Though Borges’ new exhibition highlights success stories, it also illustrates how much work is left to be done. His book and exhibition feature startling statistics, including the fact that women produce half the world’s food but own just one percent of its farmland, and that two-thirds of the 867 million illiterate adults in the world are women.

“If you travel anywhere in the developing world, it’s impossible not to notice that women are being actively discriminated against,” Borges said.

CARE’s project is built on ending poverty by empowering women. Much of its program is built on micro-credit, which gives impoverished women small loans, usually less than $100, and the opportunity for increasingly larger loans. Micro-credit has been extremely successful with women because they are likely to invest the money in their families or community.

“It works with women,” Borges said. “It doesn’t work as well with men. When you give women money, it circulates into the community in different ways.”

Borges said the cause of empowering women around the world is important to every person.
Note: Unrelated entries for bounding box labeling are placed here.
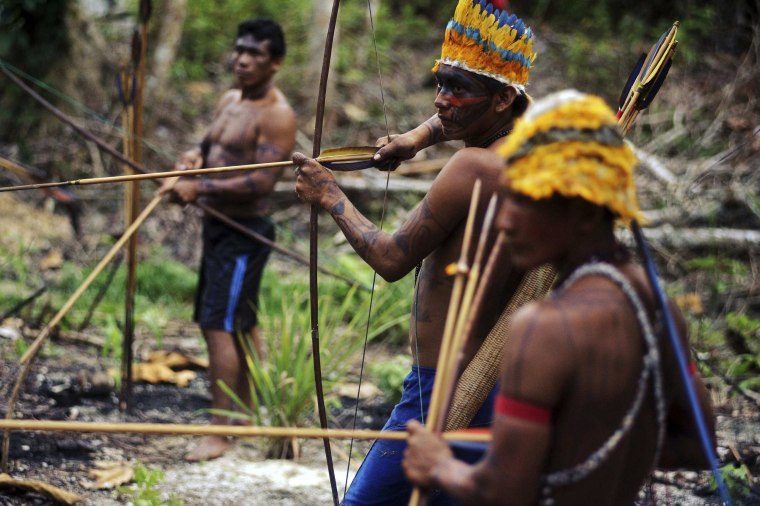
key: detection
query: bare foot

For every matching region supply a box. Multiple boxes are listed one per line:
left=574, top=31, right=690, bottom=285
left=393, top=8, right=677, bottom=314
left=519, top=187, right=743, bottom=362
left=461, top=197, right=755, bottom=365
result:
left=185, top=436, right=232, bottom=462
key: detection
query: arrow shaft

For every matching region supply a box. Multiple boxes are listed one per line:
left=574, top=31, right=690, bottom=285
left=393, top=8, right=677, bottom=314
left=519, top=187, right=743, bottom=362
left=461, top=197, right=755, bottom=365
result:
left=0, top=420, right=491, bottom=442
left=0, top=154, right=372, bottom=192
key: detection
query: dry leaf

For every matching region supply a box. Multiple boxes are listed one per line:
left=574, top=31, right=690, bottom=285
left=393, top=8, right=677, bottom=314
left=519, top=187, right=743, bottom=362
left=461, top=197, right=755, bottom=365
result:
left=674, top=292, right=705, bottom=315
left=0, top=473, right=84, bottom=504
left=82, top=463, right=135, bottom=490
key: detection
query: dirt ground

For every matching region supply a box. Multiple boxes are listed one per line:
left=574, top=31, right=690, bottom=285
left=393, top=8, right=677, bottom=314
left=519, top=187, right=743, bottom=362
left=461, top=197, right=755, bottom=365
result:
left=0, top=186, right=760, bottom=506
left=0, top=328, right=389, bottom=506
left=0, top=324, right=760, bottom=506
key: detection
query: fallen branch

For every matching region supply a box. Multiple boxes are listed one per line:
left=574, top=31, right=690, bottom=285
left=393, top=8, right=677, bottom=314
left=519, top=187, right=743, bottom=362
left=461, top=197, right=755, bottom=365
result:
left=620, top=225, right=760, bottom=251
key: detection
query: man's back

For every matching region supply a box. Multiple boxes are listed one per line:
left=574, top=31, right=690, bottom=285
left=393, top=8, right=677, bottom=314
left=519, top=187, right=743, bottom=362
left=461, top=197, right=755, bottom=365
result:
left=410, top=148, right=519, bottom=367
left=524, top=263, right=672, bottom=506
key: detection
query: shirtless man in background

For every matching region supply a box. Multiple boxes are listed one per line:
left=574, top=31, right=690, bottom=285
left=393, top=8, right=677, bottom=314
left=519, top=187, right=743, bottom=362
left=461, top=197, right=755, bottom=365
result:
left=293, top=0, right=533, bottom=506
left=159, top=18, right=296, bottom=461
left=404, top=90, right=715, bottom=506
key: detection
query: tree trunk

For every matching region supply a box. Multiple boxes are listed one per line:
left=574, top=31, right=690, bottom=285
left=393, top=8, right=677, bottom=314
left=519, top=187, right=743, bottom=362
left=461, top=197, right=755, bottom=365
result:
left=146, top=0, right=187, bottom=119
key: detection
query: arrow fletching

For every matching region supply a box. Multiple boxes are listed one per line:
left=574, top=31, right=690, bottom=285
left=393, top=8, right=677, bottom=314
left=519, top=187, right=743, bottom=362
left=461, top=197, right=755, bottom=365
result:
left=319, top=146, right=390, bottom=172
left=618, top=21, right=679, bottom=135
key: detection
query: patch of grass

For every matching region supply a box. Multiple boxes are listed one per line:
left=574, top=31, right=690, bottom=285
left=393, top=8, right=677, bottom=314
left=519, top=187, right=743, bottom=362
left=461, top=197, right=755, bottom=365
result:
left=54, top=248, right=197, bottom=332
left=368, top=355, right=412, bottom=404
left=212, top=255, right=409, bottom=458
left=116, top=463, right=184, bottom=506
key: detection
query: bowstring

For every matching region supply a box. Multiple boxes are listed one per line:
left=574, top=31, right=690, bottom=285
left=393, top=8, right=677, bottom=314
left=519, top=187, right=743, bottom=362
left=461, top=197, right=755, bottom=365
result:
left=343, top=0, right=391, bottom=497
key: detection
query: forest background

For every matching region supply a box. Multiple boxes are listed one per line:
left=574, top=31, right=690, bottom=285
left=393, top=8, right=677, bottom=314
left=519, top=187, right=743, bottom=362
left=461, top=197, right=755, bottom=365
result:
left=0, top=0, right=760, bottom=504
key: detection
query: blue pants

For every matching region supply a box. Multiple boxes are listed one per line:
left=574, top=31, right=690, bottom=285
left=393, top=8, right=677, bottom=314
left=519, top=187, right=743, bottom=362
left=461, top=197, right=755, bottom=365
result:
left=343, top=366, right=497, bottom=506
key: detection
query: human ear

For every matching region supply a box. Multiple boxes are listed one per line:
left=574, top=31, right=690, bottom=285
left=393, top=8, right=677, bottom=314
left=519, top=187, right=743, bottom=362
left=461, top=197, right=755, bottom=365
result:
left=568, top=198, right=609, bottom=235
left=496, top=86, right=517, bottom=113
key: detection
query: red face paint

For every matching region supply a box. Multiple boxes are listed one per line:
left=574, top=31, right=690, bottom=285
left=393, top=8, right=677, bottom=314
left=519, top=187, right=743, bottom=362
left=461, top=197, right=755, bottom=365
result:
left=438, top=94, right=488, bottom=107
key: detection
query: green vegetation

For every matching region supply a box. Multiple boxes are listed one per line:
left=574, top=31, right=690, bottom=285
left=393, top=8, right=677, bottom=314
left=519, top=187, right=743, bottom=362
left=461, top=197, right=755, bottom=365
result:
left=211, top=255, right=409, bottom=458
left=367, top=354, right=412, bottom=404
left=53, top=250, right=197, bottom=334
left=710, top=463, right=752, bottom=504
left=116, top=463, right=184, bottom=506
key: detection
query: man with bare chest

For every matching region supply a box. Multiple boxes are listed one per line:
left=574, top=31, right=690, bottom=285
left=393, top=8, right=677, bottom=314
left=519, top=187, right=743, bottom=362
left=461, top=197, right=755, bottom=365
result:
left=293, top=0, right=534, bottom=505
left=404, top=90, right=714, bottom=506
left=160, top=19, right=296, bottom=461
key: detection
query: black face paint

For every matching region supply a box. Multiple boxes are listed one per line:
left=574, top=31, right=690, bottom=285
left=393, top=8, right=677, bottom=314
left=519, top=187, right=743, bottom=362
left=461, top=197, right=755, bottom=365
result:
left=435, top=66, right=492, bottom=128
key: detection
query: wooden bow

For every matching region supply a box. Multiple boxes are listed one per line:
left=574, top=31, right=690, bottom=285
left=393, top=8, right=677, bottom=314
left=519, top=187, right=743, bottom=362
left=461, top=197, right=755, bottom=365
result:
left=309, top=0, right=340, bottom=506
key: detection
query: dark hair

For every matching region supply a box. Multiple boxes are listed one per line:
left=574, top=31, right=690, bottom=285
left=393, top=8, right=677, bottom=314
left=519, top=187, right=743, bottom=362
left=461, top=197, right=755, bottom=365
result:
left=512, top=91, right=530, bottom=118
left=236, top=18, right=285, bottom=58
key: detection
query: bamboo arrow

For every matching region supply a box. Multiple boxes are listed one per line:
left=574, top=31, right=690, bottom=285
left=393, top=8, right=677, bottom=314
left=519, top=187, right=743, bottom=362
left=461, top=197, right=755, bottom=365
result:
left=618, top=21, right=731, bottom=505
left=0, top=64, right=369, bottom=290
left=0, top=188, right=174, bottom=470
left=0, top=148, right=377, bottom=192
left=409, top=179, right=481, bottom=506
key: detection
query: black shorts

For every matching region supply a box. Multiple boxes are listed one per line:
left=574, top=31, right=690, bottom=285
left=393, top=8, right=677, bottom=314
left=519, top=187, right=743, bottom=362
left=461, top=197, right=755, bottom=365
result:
left=194, top=217, right=274, bottom=333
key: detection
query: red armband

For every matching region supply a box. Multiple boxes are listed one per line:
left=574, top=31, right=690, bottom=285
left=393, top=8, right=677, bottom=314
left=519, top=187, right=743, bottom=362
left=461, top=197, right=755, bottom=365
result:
left=494, top=394, right=552, bottom=425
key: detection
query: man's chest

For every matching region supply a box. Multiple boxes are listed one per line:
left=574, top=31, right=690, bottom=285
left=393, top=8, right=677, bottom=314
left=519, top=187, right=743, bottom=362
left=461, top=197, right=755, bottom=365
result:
left=210, top=104, right=262, bottom=146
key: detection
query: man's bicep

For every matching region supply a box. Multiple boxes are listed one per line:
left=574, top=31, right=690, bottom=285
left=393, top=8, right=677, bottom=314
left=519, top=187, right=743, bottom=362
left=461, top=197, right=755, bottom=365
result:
left=474, top=415, right=551, bottom=506
left=256, top=109, right=296, bottom=163
left=500, top=301, right=577, bottom=417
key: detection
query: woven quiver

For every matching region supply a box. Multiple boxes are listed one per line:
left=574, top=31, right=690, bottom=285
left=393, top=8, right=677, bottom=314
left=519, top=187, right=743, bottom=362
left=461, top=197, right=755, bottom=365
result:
left=444, top=265, right=555, bottom=431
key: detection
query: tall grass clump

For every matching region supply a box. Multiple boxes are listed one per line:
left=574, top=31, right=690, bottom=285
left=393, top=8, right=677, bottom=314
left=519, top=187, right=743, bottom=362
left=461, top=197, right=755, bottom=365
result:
left=214, top=260, right=409, bottom=458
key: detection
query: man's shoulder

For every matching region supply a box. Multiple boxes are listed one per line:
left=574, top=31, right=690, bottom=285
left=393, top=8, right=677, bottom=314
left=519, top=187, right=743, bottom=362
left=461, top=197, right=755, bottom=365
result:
left=264, top=88, right=295, bottom=118
left=439, top=148, right=504, bottom=183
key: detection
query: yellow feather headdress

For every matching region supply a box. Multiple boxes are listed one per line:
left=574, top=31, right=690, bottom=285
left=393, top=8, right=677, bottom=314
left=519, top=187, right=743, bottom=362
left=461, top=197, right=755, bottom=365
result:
left=498, top=90, right=642, bottom=221
left=433, top=0, right=536, bottom=91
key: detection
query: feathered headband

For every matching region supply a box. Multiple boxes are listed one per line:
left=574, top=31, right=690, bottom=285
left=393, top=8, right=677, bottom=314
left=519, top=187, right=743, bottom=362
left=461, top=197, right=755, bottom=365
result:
left=498, top=90, right=642, bottom=221
left=433, top=0, right=536, bottom=91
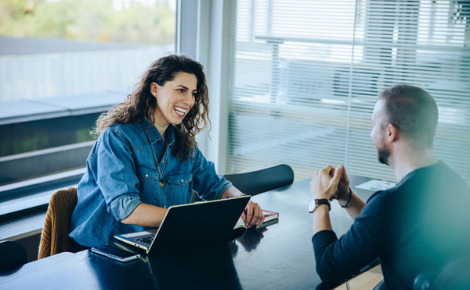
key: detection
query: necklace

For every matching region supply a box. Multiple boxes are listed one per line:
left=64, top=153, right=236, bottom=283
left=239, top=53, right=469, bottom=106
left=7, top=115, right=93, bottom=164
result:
left=157, top=153, right=168, bottom=189
left=147, top=136, right=168, bottom=189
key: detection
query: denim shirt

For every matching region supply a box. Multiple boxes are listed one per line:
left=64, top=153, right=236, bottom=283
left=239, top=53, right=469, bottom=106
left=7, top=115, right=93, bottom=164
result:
left=69, top=120, right=233, bottom=247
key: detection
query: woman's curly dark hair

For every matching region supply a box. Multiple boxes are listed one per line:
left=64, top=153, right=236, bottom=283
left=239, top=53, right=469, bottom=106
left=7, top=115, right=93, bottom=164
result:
left=91, top=55, right=210, bottom=160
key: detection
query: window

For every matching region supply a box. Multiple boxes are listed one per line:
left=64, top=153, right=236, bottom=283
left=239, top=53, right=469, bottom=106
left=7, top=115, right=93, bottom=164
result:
left=227, top=0, right=470, bottom=183
left=0, top=0, right=176, bottom=101
left=0, top=0, right=177, bottom=218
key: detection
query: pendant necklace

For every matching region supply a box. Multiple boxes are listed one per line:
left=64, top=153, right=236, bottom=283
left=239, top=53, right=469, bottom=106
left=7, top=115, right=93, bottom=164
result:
left=157, top=148, right=168, bottom=189
left=147, top=131, right=169, bottom=189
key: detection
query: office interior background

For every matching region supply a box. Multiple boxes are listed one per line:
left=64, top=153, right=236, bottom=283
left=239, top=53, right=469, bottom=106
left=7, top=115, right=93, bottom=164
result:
left=0, top=0, right=470, bottom=260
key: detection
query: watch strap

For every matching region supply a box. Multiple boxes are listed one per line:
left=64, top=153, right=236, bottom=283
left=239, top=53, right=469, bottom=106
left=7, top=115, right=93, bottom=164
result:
left=315, top=198, right=331, bottom=211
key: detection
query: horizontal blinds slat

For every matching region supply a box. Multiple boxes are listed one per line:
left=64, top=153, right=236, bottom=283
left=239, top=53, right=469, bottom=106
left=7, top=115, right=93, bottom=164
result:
left=227, top=0, right=470, bottom=183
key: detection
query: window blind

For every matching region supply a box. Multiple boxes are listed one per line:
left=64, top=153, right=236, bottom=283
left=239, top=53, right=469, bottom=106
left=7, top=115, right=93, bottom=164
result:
left=227, top=0, right=470, bottom=183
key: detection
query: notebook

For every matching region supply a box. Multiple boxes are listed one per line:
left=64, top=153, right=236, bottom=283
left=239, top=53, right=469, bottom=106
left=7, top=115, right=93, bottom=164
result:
left=114, top=196, right=250, bottom=255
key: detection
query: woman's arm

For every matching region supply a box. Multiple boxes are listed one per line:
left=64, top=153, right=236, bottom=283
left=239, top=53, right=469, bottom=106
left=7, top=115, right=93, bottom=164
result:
left=121, top=203, right=168, bottom=227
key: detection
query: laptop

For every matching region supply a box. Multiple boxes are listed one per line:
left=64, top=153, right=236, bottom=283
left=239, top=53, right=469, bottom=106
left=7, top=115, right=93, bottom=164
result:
left=114, top=196, right=250, bottom=255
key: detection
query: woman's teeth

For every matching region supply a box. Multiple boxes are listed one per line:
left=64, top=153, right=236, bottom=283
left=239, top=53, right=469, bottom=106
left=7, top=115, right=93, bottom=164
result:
left=174, top=108, right=186, bottom=115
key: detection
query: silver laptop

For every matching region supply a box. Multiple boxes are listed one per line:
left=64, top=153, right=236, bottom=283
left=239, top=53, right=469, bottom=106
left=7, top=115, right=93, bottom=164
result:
left=114, top=196, right=250, bottom=255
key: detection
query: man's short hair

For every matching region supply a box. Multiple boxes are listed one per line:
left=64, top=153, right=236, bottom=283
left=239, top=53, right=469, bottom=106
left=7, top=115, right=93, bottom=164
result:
left=379, top=85, right=438, bottom=149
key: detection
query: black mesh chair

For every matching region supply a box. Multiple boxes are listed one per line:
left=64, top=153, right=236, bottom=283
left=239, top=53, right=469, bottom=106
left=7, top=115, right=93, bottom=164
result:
left=191, top=164, right=294, bottom=202
left=224, top=164, right=294, bottom=195
left=0, top=241, right=28, bottom=272
left=413, top=253, right=470, bottom=290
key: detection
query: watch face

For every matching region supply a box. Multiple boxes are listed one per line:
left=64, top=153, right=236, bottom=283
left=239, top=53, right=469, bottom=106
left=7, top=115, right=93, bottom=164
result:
left=308, top=199, right=315, bottom=212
In addition to the women themselves, he said people as a whole benefit from equality.

“The most basic institution is the family,” he said. “If you have a power structure that’s graded, where men are more powerful than women or even vice-versa, that gradation is a blueprint for every kid who grows up in that family to start ordering human beings on a power level, in some sort of hierarchy.

“That’s a poison,” he said. “You can grade people on all sorts of levels, and we have throughout history, whether it’s race, sex, class.”

The photographs in “Women Empowered” feature the reddish-brown tint that is a trademark of Borges’ work. He said this exhibition, though, would include a full-color portrait, the first he has ever put in a gallery show.

“It’s just me sort of wanting to move on a little bit as an artist, experiment with color,” he said.